Step-by-step explanation:
The question involves determining the number of ways a friend could be dealt a two pair in a 5-card poker hand from a standard deck, excluding the cards you have been dealt. We already know your hand, which includes Jacks of clovers (clubs), hearts, and spades, and unrelated cards 5 of diamonds and 8 of clubs. Since two pairs mean exactly two distinct ranks, and you hold three Jacks, your friend cannot have Jacks for their pairs. There are 12 remaining ranks and your friend needs two different ranks from these remaining ones. For the first pair, there are 12 options for the rank and 6 ways to choose 2 of the 4 suits.
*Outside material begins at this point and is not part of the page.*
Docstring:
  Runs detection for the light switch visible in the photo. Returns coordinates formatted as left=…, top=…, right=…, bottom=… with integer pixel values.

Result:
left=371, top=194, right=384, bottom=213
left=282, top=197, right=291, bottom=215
For the second pair, there are 11 remaining ranks and the same 6 potential combinations of suits. Lastly, the fifth card (kicker) must be of a rank different from the two pairs, and from the 44 remaining cards (52 total - 8 cards accounted for in the pairs and your hand), there are 40 cards that can serve as a kicker since it cannot match any of the two pair ranks nor the ranks in your hand. Thus, we calculate as follows:
Total ways to get two pairs = 12 (first pair rank options) × 6 (first pair suit combinations) × 11 (second pair rank options) × 6 (second pair suit combinations) × 40 (kicker options)
This will give the total number of ways the friend can receive a two pair hand given the constraints.